On July 4, I reported on Twitter that the school had responded to the announcement of a peaceful demonstration outside the school by closing an hour and a half before it began. Broad Oak is no stranger to controversies, in 2015, Caroline Bailey, a mum-of-two and popular teacher, committed suicideafter complaining about staff bullying. Two weeks ago, Shukri died under mysterious circumstances after being bullied in the same school.
This case is reminiscent of 15-year-old Syrian refugee Jamal in Huddersfield who was strangled and ‘waterboarded’ by fellow students in Almondberry Community School in 2016, after also having lived in the UK for only two years.
What’s important to note here is that Jamal’s family reported several instances of verbal and physical bullying to the school which failed to safeguard him from being abused, even within its premises.

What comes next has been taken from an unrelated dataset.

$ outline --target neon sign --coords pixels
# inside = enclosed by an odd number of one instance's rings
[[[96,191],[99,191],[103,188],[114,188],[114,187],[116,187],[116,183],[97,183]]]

This is a worrying echo of what Shukri’s mother Zam Zam Ture has said in the first interview after Shukri’s death; that she reported incidents of bullying and that Broad Oak Sports College has since denied the complaints of bullying.
Last Friday’s remembrance protest quickly turned into a spirited demonstration that coincided with Shukri’s funeral at which locals were demanding justice.
Campaigner Maz Saleem, whose father Mohammed Saleem was brutally murdered in 2013 by right-wing terrorist Pavlo Lapshyn who had arrived in the UK five days earlier, has been involved in the campaign for Shukri. She says: “We live in an Orwellian state with Big Brother watching our every move. What GMP (Greater Manchester Police) is trying to convince us of is that on the day of Shukri’s disappearance and death nobody saw anything, no CCTV cameras were working, and nobody needs to investigate.”
This comes after fellow campaigner Shabnum Kalsoom created a petition to demand that local Bury MP James Firth investigates the death of Shukri, which had reached 65,000 signatures at the time of this report.
What we know for sure at this point is that there is a growing movement for the cloud of mystery surrounding Shukri’s death to be lifted with a thorough investigation by local MPs and Greater Manchester Police, and additional protests are being planned across the UK.
Once again, the power of social media has brought this story from a local news piece to a mystery reported on a global scale, in which the British-Somali community in particular, of which I am a member, are demanding that the narrative of this case remains one of transparency and justice.
So often, the Somali story has been one of forced migration. I came to Europe as a child refugee. In so many ways, Shukri is all of us – she represents hope, resilience and the right to exist without fear. It is in that spirit that the fight for justice for Shukri Abdi must continue.